When the Government decided not to lower the blood-alcohol level for drivers from 80mg per 100ml of blood to 50mg, it cited the need for New Zealand-specific research.
How this was ever going to differ from copious overseas research was never explained. New Zealanders were expected to accept that they might somehow react differently to alcohol than other people. Duely, this has been confirmed to be a nonsensical proposition. New figures released by the Ministry of Transport are effectively that New Zealand research and confirm beyond doubt that the Government must act now to lower the blood-alcohol limit.
The data, released under the Official Information Act, reveals at least 20 people have been killed over the past four years in road accidents in which the driver had an alcohol reading of between 50mg and 80mg. During that 2008-2011 period, the same reading was recorded in another 281 serious injury crashes. Such unequivocal information renders redundant the Government's research, which involves the ministry collecting two years' worth of crash data to determine the number of accidents where the driver had been drinking but was under the limit.
This will not be completed until next December.
The figures released to the Herald on Sunday will come as absolutely no surprise to health experts, who have given virtually unanimous backing for a 50mg limit. They have paid heed to the overseas research, which shows this is the point at which most people's brains start to go fuzzy. Such information has meant every state of Australia has had a 50mg limit since the 1980s.
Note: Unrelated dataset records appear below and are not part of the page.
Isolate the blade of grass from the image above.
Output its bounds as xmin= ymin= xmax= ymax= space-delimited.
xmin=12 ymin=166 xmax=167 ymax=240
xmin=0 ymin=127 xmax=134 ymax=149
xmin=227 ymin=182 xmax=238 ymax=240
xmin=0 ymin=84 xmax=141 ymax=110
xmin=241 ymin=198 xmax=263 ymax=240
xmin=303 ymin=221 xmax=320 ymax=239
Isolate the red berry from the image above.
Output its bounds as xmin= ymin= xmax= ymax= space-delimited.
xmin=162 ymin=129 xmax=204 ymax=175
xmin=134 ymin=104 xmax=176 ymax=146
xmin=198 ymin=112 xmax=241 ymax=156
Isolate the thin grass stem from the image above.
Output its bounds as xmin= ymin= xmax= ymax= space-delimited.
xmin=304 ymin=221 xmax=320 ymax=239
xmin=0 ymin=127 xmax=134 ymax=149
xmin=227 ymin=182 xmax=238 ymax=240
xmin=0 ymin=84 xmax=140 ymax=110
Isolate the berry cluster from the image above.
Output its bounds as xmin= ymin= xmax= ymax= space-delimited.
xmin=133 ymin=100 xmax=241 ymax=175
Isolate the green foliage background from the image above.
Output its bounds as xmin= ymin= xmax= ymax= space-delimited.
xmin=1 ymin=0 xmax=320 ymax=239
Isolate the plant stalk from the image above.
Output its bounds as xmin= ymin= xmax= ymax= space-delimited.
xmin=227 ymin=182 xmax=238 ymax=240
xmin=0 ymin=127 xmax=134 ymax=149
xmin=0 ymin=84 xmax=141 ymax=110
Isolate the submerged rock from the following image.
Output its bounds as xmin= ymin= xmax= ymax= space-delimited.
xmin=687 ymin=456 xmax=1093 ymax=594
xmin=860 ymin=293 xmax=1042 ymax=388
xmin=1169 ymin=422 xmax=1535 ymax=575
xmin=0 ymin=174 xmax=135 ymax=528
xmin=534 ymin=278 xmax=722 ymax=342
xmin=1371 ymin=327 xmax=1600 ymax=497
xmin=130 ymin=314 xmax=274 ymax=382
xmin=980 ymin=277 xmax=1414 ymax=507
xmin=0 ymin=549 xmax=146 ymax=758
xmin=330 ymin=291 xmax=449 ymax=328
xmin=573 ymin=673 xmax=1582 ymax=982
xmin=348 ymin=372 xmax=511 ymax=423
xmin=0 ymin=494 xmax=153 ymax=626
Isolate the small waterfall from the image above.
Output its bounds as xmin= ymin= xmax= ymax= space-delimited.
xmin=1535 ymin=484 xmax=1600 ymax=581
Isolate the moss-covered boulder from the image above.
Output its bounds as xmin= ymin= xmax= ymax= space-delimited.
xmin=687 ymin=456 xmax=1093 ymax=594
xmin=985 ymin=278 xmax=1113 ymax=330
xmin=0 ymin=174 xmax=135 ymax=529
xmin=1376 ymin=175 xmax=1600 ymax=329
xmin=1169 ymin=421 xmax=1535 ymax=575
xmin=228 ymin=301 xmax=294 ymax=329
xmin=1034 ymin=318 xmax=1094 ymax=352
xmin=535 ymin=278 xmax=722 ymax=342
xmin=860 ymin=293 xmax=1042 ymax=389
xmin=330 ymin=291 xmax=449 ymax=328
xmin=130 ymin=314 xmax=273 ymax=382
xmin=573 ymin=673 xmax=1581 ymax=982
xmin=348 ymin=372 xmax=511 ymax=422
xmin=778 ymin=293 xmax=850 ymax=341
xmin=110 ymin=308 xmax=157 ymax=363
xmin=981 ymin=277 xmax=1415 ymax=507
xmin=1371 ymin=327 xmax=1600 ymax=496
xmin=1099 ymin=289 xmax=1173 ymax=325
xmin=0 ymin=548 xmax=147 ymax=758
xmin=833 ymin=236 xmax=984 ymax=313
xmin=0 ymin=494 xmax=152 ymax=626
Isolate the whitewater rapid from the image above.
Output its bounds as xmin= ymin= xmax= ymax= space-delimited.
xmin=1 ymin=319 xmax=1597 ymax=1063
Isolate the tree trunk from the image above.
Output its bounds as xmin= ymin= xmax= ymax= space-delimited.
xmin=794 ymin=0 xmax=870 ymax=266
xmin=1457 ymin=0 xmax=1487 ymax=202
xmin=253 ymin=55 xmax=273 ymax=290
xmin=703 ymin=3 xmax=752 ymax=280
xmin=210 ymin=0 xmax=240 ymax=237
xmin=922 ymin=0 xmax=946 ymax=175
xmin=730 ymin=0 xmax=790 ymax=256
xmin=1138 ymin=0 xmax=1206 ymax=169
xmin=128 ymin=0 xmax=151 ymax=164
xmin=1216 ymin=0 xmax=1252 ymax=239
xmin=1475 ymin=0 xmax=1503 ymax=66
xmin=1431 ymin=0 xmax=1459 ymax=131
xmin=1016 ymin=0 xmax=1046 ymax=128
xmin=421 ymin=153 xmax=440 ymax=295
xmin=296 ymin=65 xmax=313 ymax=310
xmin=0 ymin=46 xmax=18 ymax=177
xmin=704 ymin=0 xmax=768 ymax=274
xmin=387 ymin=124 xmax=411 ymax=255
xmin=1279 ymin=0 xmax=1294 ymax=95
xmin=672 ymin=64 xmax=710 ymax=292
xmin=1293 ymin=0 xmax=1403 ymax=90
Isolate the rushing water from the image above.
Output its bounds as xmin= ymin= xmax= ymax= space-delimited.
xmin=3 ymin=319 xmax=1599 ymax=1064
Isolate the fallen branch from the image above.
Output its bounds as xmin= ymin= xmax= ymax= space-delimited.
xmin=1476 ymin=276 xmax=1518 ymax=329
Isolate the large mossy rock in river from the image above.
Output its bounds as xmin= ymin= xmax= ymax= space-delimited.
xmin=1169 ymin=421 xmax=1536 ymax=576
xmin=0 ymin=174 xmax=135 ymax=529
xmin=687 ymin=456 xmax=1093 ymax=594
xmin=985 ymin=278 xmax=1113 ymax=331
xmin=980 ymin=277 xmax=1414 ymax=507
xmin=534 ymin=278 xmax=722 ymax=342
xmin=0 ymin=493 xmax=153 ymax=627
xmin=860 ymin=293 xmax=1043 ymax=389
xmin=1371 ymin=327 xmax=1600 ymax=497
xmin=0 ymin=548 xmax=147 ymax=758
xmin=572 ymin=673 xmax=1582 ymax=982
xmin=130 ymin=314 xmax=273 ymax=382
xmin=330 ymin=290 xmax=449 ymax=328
It has also meant this country is one of the few in the OECD to cling to a higher and palpably more dangerous limit.
The figures will also be no surprise at the Ministry of Transport. At the time the Government was decreeing that it must have New Zealand research, its extrapolation of international studies led it to estimate that a 50mg limit would save between 15 and 33 lives, prevent up to 686 injuries, and save between $111 million and $238 million every year. The crash figures released to this newspaper suggest a somewhat lower toll. But they likely do not include every case where a driver had been drinking but was under the current legal limit. In any event, the death and serious injury toll is alarming enough to underline the very real need for change.
The Government's reluctance to act may have owed something to concern that a lowering of the limit would be very unpopular. It should not worry on that score. A clear majority of people, influenced by the advice of experts and their own concerns about drink-driving, now back a 50mg limit. Their support has been reinforced by an understanding that this does not represent a strict crackdown. Australian guidelines suggest that at this level the limit for men is two standard drinks in the first hour and one per hour thereafter. For women, the limit is one standard drink an hour.
That was the basis of a "two drinks max" pledge made by 10,000 New Zealanders as part of the Herald on Sunday's campaign for a 50mg limit. Now, New Zealand research proving the need for change is in. All that remains is for the Government to act. There are no more excuses or equivocation.
It acted with commendable speed against motorists using cellphones while driving. Local research was not an issue there. Now, further inaction will only heighten the suspicion that it is pandering to the liquor industry. The backdown from decisive action against alcopops in the alcohol reform legislation offered one lamentable indication. A failure to lower the blood-alcohol limit would extract an even higher toll in needless death and injury.